Nous avons constaté que les personnes qui interagissaient avec un robot réactif (a) se sentaient plus positives à l’égard du robot ; (b) avaient plus envie d’utiliser le robot comme compagnon dans des situations stressantes (par exemple, une visite chez le dentiste) ; et (c) leur langage corporel montrait plus de comportements d’approche envers le robot (par exemple, se pencher, sourire, et contact visuel). Nous considérons qu’il s’agit là d’un signe de chaleur et d’intérêt pour un contact étroit. De plus, lorsque les participants ont dû se soumettre à une tâche génératrice de stress (dans notre cas : se présenter à des partenaires romantiques potentiels) après avoir interagi avec le robot, les participants qui ont interagi avec le robot réceptif ont eu une meilleure perception d’eux-mêmes. En d’autres termes, un robot réceptif a permis aux participants de se sentir mieux dans leur peau, ce qui s’est traduit par une meilleure perception de leur valeur en tant que partenaires potentiels lors d’une tâche ultérieure de présentation de soi.

Ainsi, les gens semblent trouver le robot « réactif » convaincant et lui répondent de la même manière qu’ils répondent généralement à des partenaires sociaux, par exemple en recherchant la proximité psychologique du robot à travers leur langage corporel. En outre, les gens peuvent tirer parti des interactions sociales réactives avec un robot pour devenir des partenaires romantiques plus confiants et plus attirants. Dans l’ensemble, notre étude indique qu’un robot réactif pourrait être suffisamment rassurant et convaincant pour créer un sentiment de sécurité qui conduirait ensuite à un meilleur fonctionnement dans des circonstances menaçantes.

1Reis, H. T. et Clark, M. S. (2013). Responsiveness. Dans J. A. Simpson & L. Campbell (Eds.), The Oxford handbook of close relationships (pp. 400-423). New York : Oxford University Press.
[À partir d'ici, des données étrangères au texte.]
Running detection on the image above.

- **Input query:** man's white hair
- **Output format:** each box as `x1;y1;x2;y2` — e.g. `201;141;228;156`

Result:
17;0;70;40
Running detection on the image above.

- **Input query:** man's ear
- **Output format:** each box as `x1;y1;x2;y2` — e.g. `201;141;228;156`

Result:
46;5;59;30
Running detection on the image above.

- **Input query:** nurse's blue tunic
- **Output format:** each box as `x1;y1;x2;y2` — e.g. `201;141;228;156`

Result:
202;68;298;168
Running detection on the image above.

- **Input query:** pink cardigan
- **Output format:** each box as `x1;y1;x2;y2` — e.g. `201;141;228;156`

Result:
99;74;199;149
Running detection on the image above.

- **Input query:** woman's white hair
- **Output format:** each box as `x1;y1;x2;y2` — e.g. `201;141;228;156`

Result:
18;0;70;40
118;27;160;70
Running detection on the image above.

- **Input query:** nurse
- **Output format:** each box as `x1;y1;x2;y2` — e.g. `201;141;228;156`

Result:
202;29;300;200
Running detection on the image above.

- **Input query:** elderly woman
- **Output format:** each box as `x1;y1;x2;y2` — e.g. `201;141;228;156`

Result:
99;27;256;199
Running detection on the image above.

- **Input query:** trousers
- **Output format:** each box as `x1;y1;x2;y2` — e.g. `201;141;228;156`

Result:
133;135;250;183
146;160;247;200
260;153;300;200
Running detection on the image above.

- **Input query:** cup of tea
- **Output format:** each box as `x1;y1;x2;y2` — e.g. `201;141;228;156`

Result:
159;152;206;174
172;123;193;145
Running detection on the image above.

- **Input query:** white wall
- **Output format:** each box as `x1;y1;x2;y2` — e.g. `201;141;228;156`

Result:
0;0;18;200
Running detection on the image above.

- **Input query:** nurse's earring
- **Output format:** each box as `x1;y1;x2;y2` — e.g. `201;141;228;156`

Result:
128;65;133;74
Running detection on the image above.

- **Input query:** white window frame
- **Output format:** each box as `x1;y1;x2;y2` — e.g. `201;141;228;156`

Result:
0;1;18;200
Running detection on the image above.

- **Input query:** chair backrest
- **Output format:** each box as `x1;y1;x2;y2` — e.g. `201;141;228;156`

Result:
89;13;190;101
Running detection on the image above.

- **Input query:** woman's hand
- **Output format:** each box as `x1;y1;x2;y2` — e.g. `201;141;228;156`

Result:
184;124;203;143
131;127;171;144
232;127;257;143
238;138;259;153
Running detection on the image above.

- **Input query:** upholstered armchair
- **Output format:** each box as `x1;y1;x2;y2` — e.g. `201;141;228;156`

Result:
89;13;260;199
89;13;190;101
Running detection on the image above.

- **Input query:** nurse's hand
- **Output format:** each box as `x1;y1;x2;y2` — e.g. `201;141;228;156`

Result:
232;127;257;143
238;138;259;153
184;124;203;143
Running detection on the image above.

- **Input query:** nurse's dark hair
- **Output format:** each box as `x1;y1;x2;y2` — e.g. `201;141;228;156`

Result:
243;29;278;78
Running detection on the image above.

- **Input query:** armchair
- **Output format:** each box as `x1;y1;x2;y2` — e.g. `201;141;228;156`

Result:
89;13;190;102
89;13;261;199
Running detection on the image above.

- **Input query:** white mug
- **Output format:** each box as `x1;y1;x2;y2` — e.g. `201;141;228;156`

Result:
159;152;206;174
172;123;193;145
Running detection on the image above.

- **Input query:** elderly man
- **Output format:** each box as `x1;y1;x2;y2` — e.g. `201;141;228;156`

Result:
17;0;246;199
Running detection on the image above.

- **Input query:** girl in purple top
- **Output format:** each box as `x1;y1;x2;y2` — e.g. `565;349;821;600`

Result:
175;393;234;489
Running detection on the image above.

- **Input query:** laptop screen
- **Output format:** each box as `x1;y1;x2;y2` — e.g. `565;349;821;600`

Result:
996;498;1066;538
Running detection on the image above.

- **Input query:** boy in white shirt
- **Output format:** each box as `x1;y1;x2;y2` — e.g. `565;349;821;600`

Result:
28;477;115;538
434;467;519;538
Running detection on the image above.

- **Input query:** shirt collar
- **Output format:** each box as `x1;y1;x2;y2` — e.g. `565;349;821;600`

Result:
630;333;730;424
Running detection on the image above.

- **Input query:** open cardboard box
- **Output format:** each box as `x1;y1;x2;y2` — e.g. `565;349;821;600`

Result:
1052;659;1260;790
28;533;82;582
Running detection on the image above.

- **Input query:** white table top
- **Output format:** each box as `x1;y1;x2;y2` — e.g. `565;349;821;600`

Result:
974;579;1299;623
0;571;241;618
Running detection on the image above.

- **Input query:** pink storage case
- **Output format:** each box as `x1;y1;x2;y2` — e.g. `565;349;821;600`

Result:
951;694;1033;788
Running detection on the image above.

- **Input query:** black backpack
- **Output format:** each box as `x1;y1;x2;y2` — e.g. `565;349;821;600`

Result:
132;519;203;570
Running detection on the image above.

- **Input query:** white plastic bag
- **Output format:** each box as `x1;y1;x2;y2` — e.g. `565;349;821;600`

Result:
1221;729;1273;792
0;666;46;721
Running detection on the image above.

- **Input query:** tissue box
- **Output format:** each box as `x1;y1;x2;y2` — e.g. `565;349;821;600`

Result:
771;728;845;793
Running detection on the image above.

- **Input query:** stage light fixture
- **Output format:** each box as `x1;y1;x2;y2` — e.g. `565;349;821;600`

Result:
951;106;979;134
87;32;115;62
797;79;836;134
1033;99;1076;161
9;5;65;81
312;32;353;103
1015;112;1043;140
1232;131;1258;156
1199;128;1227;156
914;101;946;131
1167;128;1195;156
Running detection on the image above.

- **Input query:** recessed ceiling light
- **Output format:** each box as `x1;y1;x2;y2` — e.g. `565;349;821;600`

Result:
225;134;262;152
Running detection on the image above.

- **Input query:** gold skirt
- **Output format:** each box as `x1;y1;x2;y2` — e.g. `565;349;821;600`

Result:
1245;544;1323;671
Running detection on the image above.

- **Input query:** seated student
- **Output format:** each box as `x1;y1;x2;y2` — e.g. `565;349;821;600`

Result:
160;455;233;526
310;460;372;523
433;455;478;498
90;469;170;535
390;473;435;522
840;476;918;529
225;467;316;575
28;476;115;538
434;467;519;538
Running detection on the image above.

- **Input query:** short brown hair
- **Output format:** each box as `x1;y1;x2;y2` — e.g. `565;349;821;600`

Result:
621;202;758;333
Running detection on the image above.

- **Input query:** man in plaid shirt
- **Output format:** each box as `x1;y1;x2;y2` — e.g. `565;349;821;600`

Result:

2Torta, E., Oberzaucher, J., Werner, F., Cuijpers, R. H., & Juola, J. F. (2012). Attitudes envers les robots d’assistance sociale dans les maisons intelligentes : Results from laboratory studies and field trials. Journal of Human-Robot Interaction, 1, 76-99.

3Birnbaum, G. E., Mizrahi, M., Hoffman, G., Reis, H. T., Finkel, E. J., & Sass, O. (2016). Ce que les robots peuvent nous apprendre sur l’intimité : Les effets rassurants de la réactivité du robot à la divulgation humaine. Computers in Human Behavior, 63, 416-423.

Gurit Birnbaum travaille à l’école de psychologie Baruch Ivcher, au centre interdisciplinaire (IDC) de Herzliya (Israël). Ses recherches portent sur les fonctions sous-jacentes des fantasmes sexuels et sur le rôle alambiqué joué par la sexualité dans le contexte plus large des relations étroites.